While palming, imagine the soft rolls of water lapping the sand on the seashore. When the water is seen, picture a large rubber ball, black or red, bobbing on the rippling rolls. Always in motion, the ball will slowly recede from the shore. As you see it in your mind, it must recede farther and grow smaller, until finally it is lost in the hollows of the swells, and you do not see it any more. If the mind is given with feeling to this interesting experiment, the ball will seem very real, and all other thoughts will be excluded from the field.

Imagine a dog romping and swerving on a large lawn. See him stand, with head up, facing you, asking you what you think of his speed and grace. Make believe a fly is crawling over a large pane of glass in front of you, reaching a corner and starting over again to find a path with no obstruction. Picture a cat racing up a tree trunk to a low limb, and standing there with back and tail and hair raised, daring the dog to come up and see which eye she will put her claws into. Look from the cat to the fool dog, trying to stand on his hind legs, and yelping "coward" at the cat for not staying on the ground, even if he is four times as big as she is.

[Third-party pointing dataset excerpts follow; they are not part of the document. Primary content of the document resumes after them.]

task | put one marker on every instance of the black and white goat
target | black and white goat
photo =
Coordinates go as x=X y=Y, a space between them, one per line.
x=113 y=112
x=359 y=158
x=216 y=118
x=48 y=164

If any of these suggested techniques, practices, efforts of the imagination, are to be of value, they must be carried out with a will to win. Beginning with a conscious feeling of soft relaxation in all the muscles, put into them by the will of the mind, the same purpose must pay close attention to each detail in the procedure, and not be satisfied until some specific success rewards the close devotion and enthusiastic expectation which will be aroused if the spirit is right. When one really works that way, the conscious mind is actually demanding, and it will secure, the help of the inner mind. All these simple requests, the ceaseless activity of that inner mind can grant in marvelous fullness, if only the spirit of the worker dominates the mechanism.